|Dickens--Torturer or Genius?|
So sad. Too many people have been flung into the dungeons of “real” literature by being given the wrong book at the wrong time. If this happened to you, causing you to resolutely turn your back on what people solemnly intone as “the classics,” I urge you to reconsider!
Part of why I decided to write a book set in 1849 was due to my deep love of 19th century literature. But each author—whether it be Dickens, Austen or Tolstoy—takes some getting used to. The diction, vocabulary, and even sentence structure, while not as gnarly as Shakespeare, are distant enough from our own to require acclimation to an unfamiliar terrain. But once you make the two-century leap, remarkable satisfactions await.
Let’s start with Dickens. Brilliant man, truly, but he can be uneven--after all, he wrote a heck of a lot. Many high schools shove Great Expectations down their students’ throats, (I did it to my son—sorry, sweetie!) probably because it’s a coming of age novel and relatively short (for Dickens.) The problem is that while the first hundred pages are great and the last hundred pages are exciting, the middle two hundred can drag like a dying horse hauling a comatose Godzilla. The most accessible Dickens novel, hands down, is A Christmas Carol. Yes, everyone has seen a trillion versions of it, but the real thing is funny, lively, and contains both fabulous character sketches and brilliant descriptions. And did I mention it’s short? This is the Dickens teenagers should cut their teeth on. Once you have that under your belt (and let’s say you’re over 25), you could try A Tale of Two Cities (I love Sydney Carton, a sarcastic 20th century type of guy trapped in the 18th) or, my absolute favorite, Bleak House. (The worst thing about this book is its title. Trust me.) I advise waiting to read Bleak House until you’re 35, though. When you’re done with the book, watch the 2005 BBC version. Fabulous.
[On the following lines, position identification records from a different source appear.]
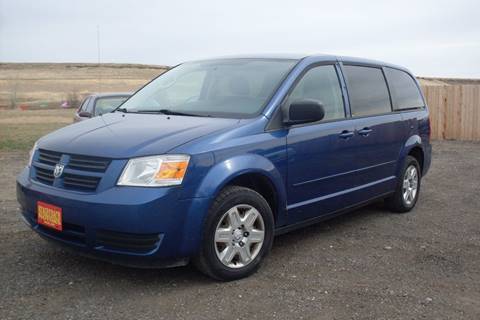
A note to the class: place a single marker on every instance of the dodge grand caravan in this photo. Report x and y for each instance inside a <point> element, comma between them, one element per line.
<point>212,159</point>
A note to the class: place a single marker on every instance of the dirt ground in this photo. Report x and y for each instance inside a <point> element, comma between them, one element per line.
<point>368,264</point>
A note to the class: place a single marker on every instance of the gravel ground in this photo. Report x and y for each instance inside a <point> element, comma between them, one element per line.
<point>368,264</point>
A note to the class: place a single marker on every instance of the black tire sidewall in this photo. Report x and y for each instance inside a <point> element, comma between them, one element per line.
<point>408,162</point>
<point>234,197</point>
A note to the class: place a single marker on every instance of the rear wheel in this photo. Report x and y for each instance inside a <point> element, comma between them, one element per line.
<point>408,187</point>
<point>238,234</point>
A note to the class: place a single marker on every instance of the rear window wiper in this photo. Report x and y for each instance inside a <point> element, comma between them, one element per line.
<point>172,113</point>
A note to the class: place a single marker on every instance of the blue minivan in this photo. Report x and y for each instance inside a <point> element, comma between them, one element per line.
<point>212,159</point>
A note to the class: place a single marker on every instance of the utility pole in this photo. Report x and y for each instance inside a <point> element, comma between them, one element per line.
<point>98,59</point>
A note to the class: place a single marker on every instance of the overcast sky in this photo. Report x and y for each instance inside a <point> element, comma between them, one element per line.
<point>431,37</point>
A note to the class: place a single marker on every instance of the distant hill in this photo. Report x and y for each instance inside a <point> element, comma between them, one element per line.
<point>48,85</point>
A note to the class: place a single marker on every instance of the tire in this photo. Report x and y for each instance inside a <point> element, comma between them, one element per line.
<point>399,202</point>
<point>234,209</point>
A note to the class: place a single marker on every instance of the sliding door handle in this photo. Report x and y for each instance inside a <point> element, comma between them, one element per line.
<point>346,134</point>
<point>365,131</point>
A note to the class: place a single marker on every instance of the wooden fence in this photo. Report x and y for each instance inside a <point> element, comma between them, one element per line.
<point>454,111</point>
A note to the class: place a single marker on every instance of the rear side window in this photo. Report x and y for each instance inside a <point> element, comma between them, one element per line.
<point>83,106</point>
<point>405,93</point>
<point>367,90</point>
<point>321,84</point>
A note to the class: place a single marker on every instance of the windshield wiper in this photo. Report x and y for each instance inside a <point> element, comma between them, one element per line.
<point>124,110</point>
<point>172,112</point>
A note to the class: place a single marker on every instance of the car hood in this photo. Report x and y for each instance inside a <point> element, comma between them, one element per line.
<point>119,135</point>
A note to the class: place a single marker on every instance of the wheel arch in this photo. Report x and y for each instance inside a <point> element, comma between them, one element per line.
<point>252,171</point>
<point>413,147</point>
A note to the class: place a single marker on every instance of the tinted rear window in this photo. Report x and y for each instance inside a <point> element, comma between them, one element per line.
<point>405,93</point>
<point>367,91</point>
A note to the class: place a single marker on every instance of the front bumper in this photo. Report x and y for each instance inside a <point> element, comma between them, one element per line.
<point>145,227</point>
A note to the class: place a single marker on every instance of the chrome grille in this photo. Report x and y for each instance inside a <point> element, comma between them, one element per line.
<point>44,175</point>
<point>82,173</point>
<point>74,181</point>
<point>88,163</point>
<point>49,157</point>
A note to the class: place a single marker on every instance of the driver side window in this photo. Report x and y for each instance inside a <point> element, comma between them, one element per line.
<point>321,84</point>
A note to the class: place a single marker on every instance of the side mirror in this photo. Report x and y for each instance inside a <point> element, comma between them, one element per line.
<point>304,111</point>
<point>85,114</point>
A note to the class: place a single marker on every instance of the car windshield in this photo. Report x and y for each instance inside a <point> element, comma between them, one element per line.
<point>232,88</point>
<point>105,105</point>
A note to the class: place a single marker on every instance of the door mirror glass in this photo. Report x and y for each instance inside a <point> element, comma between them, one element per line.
<point>85,114</point>
<point>304,111</point>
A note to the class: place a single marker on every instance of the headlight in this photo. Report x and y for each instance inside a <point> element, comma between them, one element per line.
<point>32,152</point>
<point>154,171</point>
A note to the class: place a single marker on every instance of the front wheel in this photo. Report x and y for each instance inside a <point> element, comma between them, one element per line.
<point>238,234</point>
<point>408,187</point>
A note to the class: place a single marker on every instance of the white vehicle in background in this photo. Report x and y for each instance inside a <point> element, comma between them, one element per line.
<point>98,104</point>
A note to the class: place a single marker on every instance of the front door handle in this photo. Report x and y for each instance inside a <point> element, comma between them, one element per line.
<point>346,134</point>
<point>365,131</point>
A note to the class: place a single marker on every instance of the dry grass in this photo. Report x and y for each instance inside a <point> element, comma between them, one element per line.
<point>20,129</point>
<point>49,84</point>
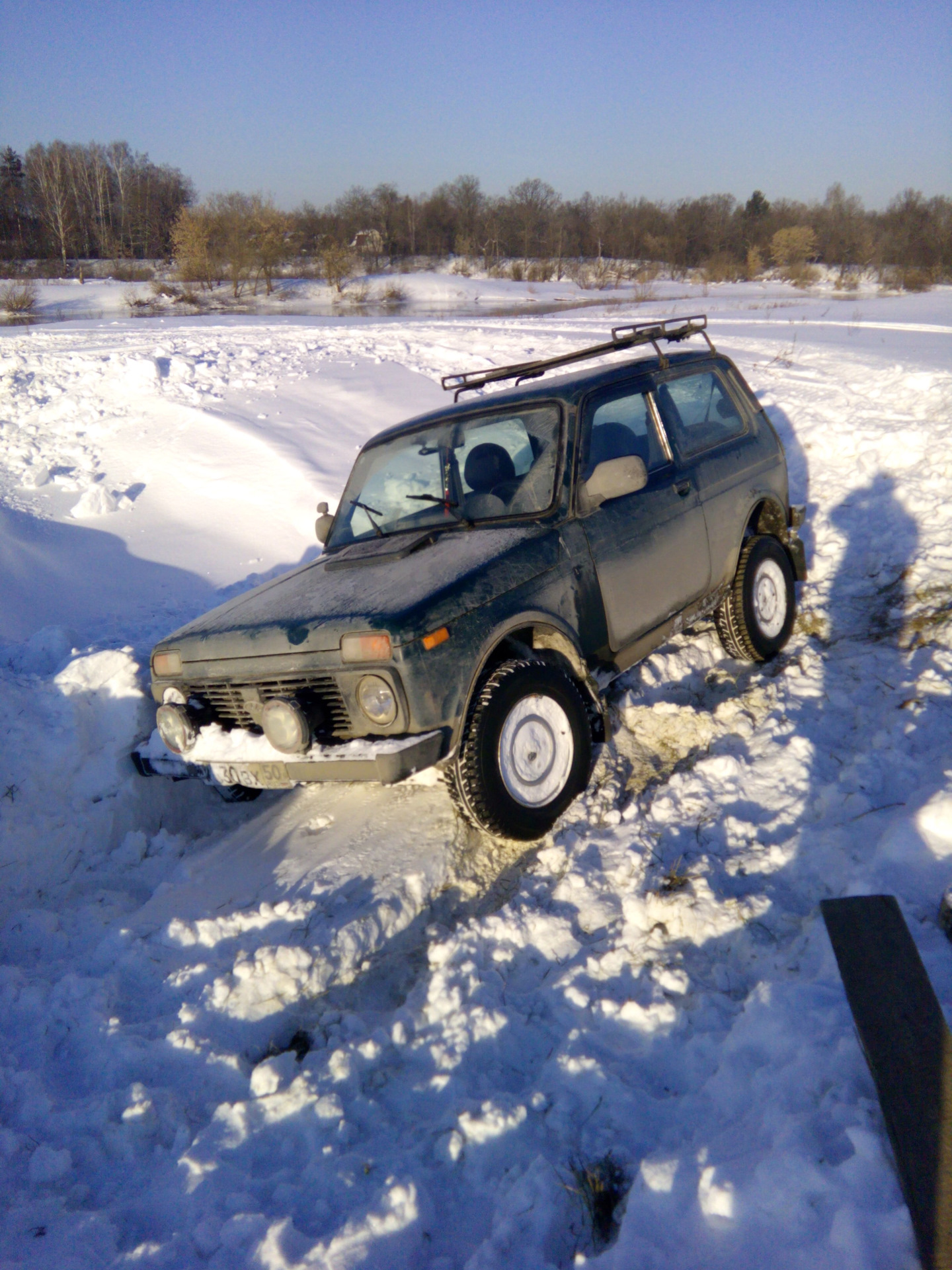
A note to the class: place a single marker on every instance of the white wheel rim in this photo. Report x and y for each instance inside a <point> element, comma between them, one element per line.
<point>536,751</point>
<point>770,599</point>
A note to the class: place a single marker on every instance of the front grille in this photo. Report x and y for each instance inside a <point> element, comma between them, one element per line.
<point>230,704</point>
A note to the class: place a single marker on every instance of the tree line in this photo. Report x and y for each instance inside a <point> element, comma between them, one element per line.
<point>63,202</point>
<point>88,202</point>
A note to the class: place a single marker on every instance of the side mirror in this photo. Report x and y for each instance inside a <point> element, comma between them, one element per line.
<point>321,526</point>
<point>614,479</point>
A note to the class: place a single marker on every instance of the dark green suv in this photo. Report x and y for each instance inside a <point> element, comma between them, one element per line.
<point>489,568</point>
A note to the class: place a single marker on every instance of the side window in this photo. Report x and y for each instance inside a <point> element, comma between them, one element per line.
<point>617,427</point>
<point>698,413</point>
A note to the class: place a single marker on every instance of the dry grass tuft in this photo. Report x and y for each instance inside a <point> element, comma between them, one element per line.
<point>19,299</point>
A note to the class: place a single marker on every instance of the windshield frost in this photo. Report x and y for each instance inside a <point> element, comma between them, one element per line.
<point>462,470</point>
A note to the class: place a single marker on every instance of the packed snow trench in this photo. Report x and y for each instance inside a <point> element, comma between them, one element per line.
<point>332,1028</point>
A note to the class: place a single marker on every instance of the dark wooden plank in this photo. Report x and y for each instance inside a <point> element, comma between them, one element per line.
<point>909,1052</point>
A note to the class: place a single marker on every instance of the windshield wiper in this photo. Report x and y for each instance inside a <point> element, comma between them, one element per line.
<point>444,502</point>
<point>377,530</point>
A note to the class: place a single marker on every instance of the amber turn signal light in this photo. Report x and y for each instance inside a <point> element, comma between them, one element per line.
<point>372,647</point>
<point>434,638</point>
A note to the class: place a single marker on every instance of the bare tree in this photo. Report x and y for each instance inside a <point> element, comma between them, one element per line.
<point>532,204</point>
<point>48,179</point>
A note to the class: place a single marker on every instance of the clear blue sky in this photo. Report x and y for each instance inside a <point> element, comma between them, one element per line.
<point>666,99</point>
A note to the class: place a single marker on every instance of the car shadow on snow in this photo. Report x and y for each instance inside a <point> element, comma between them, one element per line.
<point>764,1064</point>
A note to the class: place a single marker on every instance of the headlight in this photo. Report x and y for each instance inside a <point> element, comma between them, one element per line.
<point>167,663</point>
<point>376,698</point>
<point>175,728</point>
<point>286,726</point>
<point>372,647</point>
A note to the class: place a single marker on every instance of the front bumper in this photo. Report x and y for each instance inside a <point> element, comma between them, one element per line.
<point>385,760</point>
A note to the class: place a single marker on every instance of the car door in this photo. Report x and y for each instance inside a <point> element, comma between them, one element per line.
<point>713,431</point>
<point>651,548</point>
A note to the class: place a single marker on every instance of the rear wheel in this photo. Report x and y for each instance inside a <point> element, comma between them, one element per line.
<point>757,616</point>
<point>526,751</point>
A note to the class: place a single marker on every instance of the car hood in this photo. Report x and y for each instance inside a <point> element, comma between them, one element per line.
<point>407,585</point>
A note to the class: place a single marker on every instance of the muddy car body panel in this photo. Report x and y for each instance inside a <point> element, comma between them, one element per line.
<point>589,587</point>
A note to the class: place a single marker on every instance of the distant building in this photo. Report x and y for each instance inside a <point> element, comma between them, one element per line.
<point>370,241</point>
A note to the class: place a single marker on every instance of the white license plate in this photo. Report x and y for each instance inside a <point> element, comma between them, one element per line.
<point>257,777</point>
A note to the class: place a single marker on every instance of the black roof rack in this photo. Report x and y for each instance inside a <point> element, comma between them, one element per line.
<point>672,331</point>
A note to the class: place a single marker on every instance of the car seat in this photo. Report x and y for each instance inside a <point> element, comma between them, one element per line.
<point>616,441</point>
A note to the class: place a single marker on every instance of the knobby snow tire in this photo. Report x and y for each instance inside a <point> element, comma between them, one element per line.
<point>735,619</point>
<point>476,784</point>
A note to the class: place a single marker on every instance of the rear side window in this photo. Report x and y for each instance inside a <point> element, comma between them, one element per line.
<point>698,412</point>
<point>619,426</point>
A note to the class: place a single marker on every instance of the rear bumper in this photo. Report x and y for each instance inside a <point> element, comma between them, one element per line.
<point>386,761</point>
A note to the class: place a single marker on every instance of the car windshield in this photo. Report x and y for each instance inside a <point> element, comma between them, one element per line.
<point>457,472</point>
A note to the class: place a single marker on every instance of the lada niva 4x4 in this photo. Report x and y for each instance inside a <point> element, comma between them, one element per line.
<point>488,571</point>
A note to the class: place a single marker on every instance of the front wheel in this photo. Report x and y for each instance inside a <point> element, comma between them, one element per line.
<point>526,751</point>
<point>757,615</point>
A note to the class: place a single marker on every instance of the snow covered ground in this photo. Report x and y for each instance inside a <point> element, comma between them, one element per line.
<point>653,982</point>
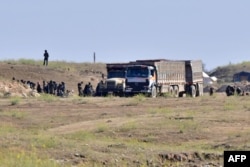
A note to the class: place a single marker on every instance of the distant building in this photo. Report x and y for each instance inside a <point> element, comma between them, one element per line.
<point>241,76</point>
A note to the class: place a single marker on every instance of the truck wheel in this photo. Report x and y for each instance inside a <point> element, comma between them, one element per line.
<point>153,92</point>
<point>193,91</point>
<point>176,91</point>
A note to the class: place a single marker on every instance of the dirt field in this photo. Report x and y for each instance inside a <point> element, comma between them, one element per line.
<point>113,131</point>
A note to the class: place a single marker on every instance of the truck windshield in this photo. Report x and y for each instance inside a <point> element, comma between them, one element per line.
<point>116,74</point>
<point>137,72</point>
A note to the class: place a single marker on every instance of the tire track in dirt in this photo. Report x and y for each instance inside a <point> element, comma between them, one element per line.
<point>93,124</point>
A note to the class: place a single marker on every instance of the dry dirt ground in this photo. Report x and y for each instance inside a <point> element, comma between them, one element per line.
<point>113,131</point>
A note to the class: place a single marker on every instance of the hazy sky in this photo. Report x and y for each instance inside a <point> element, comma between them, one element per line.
<point>215,31</point>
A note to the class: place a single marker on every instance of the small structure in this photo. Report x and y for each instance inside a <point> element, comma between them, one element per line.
<point>242,76</point>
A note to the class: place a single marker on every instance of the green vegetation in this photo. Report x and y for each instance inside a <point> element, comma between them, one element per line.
<point>15,100</point>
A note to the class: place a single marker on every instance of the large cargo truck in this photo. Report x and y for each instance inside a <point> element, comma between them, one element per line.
<point>155,77</point>
<point>115,82</point>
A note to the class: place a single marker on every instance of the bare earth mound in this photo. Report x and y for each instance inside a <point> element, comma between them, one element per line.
<point>112,131</point>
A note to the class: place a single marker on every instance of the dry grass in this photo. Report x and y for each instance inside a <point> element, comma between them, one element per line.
<point>111,131</point>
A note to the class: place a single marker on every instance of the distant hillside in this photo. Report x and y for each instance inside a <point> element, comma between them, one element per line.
<point>59,71</point>
<point>225,73</point>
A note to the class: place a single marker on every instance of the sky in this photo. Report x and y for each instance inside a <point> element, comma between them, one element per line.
<point>214,31</point>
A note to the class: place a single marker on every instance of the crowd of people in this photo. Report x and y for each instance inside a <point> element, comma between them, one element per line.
<point>50,87</point>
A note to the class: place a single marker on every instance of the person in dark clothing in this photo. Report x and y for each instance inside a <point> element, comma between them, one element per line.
<point>80,91</point>
<point>46,58</point>
<point>39,88</point>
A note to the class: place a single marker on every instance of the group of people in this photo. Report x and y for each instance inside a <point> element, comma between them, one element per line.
<point>50,87</point>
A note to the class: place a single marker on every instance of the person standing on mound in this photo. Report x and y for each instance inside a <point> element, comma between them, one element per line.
<point>46,58</point>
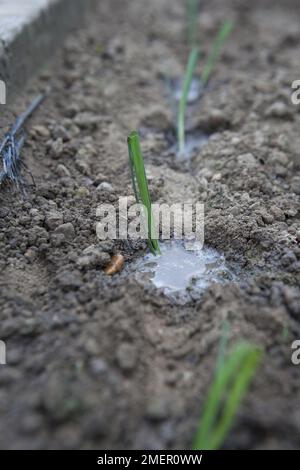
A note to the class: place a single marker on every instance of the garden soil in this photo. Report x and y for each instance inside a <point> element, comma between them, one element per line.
<point>110,362</point>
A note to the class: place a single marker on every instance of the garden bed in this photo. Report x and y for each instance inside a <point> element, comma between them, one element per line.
<point>104,362</point>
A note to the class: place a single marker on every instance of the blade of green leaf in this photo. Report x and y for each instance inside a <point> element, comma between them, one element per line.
<point>190,69</point>
<point>192,14</point>
<point>223,34</point>
<point>229,386</point>
<point>140,185</point>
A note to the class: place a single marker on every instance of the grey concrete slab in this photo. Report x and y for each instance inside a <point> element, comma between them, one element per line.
<point>30,32</point>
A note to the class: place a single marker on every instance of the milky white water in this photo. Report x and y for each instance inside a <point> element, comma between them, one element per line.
<point>180,271</point>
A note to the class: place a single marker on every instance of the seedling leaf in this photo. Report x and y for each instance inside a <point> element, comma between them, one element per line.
<point>140,185</point>
<point>225,395</point>
<point>222,35</point>
<point>190,69</point>
<point>192,14</point>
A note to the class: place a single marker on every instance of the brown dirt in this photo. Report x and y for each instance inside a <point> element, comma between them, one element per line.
<point>98,362</point>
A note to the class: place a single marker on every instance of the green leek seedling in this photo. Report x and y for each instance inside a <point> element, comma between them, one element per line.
<point>190,69</point>
<point>140,185</point>
<point>223,34</point>
<point>192,14</point>
<point>225,395</point>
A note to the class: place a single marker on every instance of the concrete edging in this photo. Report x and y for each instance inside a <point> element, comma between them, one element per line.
<point>30,32</point>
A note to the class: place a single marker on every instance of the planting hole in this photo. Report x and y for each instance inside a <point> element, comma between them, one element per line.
<point>185,273</point>
<point>194,141</point>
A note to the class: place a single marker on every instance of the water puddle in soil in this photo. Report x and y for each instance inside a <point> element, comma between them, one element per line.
<point>184,273</point>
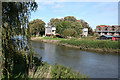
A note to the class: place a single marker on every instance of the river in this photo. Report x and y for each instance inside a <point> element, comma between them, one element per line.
<point>96,65</point>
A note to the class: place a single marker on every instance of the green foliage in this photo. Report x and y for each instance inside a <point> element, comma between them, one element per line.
<point>69,33</point>
<point>50,38</point>
<point>70,22</point>
<point>103,44</point>
<point>59,72</point>
<point>15,22</point>
<point>37,27</point>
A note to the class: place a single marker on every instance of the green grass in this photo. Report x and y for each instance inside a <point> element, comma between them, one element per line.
<point>108,44</point>
<point>50,38</point>
<point>60,71</point>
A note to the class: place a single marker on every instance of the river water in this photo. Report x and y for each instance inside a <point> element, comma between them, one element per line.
<point>96,65</point>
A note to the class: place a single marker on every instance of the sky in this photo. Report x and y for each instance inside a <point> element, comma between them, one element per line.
<point>94,13</point>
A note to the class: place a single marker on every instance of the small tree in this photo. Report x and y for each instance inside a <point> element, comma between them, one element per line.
<point>69,33</point>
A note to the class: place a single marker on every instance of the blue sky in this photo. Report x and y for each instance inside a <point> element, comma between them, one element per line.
<point>95,13</point>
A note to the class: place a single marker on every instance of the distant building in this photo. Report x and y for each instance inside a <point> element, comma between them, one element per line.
<point>85,31</point>
<point>50,30</point>
<point>105,37</point>
<point>108,30</point>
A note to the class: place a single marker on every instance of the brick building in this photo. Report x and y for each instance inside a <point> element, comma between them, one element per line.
<point>113,30</point>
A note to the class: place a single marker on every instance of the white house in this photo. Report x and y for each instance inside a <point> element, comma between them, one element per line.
<point>49,30</point>
<point>85,31</point>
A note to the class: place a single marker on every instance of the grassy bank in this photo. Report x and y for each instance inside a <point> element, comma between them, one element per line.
<point>56,71</point>
<point>88,43</point>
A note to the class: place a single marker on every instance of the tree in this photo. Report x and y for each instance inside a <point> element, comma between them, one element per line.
<point>70,18</point>
<point>61,26</point>
<point>54,21</point>
<point>14,20</point>
<point>37,27</point>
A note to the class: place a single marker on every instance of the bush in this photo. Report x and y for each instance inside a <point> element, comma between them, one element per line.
<point>69,33</point>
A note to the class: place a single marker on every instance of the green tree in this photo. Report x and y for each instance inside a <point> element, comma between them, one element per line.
<point>61,26</point>
<point>69,33</point>
<point>37,27</point>
<point>14,21</point>
<point>70,18</point>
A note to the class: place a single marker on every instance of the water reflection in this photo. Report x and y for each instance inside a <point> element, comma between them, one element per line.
<point>95,64</point>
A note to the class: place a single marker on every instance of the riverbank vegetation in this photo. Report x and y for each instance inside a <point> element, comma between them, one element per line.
<point>68,26</point>
<point>56,71</point>
<point>19,61</point>
<point>86,43</point>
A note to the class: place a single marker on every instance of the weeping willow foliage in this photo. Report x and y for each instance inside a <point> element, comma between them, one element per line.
<point>15,15</point>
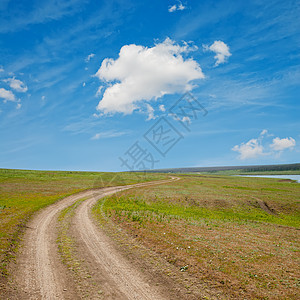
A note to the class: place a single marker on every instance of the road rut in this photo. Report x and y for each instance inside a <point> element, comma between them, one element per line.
<point>40,274</point>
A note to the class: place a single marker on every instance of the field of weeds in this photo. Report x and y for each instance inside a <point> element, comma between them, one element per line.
<point>24,192</point>
<point>238,235</point>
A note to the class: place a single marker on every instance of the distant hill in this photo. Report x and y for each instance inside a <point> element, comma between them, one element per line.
<point>235,169</point>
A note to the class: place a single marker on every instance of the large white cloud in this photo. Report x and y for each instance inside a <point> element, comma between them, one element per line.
<point>142,74</point>
<point>7,95</point>
<point>17,85</point>
<point>175,7</point>
<point>282,144</point>
<point>221,50</point>
<point>251,149</point>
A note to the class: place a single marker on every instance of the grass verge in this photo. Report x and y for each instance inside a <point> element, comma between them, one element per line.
<point>240,235</point>
<point>23,192</point>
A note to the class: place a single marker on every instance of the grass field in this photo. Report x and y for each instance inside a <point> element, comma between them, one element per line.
<point>240,235</point>
<point>24,192</point>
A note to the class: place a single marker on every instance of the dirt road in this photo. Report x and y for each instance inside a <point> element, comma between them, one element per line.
<point>40,274</point>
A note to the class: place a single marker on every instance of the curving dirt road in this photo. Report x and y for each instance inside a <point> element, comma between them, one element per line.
<point>39,273</point>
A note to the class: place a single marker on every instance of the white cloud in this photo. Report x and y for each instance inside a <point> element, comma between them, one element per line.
<point>221,50</point>
<point>16,84</point>
<point>251,149</point>
<point>89,57</point>
<point>175,7</point>
<point>162,108</point>
<point>150,111</point>
<point>255,147</point>
<point>265,131</point>
<point>7,95</point>
<point>100,88</point>
<point>108,134</point>
<point>282,144</point>
<point>144,74</point>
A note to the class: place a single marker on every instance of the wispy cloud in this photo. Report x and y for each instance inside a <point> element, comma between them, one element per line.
<point>177,6</point>
<point>46,11</point>
<point>283,144</point>
<point>220,49</point>
<point>7,95</point>
<point>108,134</point>
<point>16,84</point>
<point>89,57</point>
<point>258,147</point>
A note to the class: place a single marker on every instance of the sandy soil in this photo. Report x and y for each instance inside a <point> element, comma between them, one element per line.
<point>39,273</point>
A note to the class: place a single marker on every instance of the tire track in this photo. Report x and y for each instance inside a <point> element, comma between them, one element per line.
<point>40,274</point>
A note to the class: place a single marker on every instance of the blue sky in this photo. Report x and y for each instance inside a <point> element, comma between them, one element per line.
<point>83,82</point>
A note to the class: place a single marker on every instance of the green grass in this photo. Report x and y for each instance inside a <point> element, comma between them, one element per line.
<point>23,192</point>
<point>218,226</point>
<point>244,172</point>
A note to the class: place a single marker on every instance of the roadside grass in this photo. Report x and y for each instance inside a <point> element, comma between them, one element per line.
<point>237,234</point>
<point>23,192</point>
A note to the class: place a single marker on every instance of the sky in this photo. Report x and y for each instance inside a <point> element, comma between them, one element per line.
<point>130,85</point>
We’ll move on to Austen. In my opinion, her most accessible book is easily Pride and Prejudice. While I enjoy and admire all six of Austen’s complete novels, this is the one I can reread every few years, each time smiling at the humor and savoring her incredible turn of phrase. Teen girls who are big readers will lap up this one from age 14 on. The rest of the world might want to wait until age 28 or so.
There are, of course, scores of 19th century literary possibilities. I’m a fan of Trollope’s Palliser series (for ages 30+, unless you just love Victorian literature.) I thought Vanity Fair readable enough, and The Woman in White a pretty good mystery. The Adventures of Sherlock Holmes I have read every dozen years, starting at age 12. Moby Dick and The Scarlet Letter left me cold, but The House of Seven Gables was interesting, the brooding gothic of Jane Eyre holds up pretty well (keep reading at least until you get to the fire part—it’s worth it) and Melville’s novella, Bartleby, The Scrivener, is nothing short of astonishing. After you’ve dipped your toes into Victorian literary waters and you’re ready for a longer swim, it’s time to tackle the big kahunas. There are reasons why Anna Karenina (better than War and Peace) and Les Miserables are classics. Get into their rhythm and swing and you will find two stories that echo and reverberate across the centuries. I think they are best appreciated after age 28—maybe even later. Following these, if you’re a true Victorian nut and the thought of a sentence lasting half a page thrills you, it’s time to talk Henry James. But inflict the guy on17 year olds? How cruel can you be?
What is your favorite piece of 19th century literature, and at what age should it be read?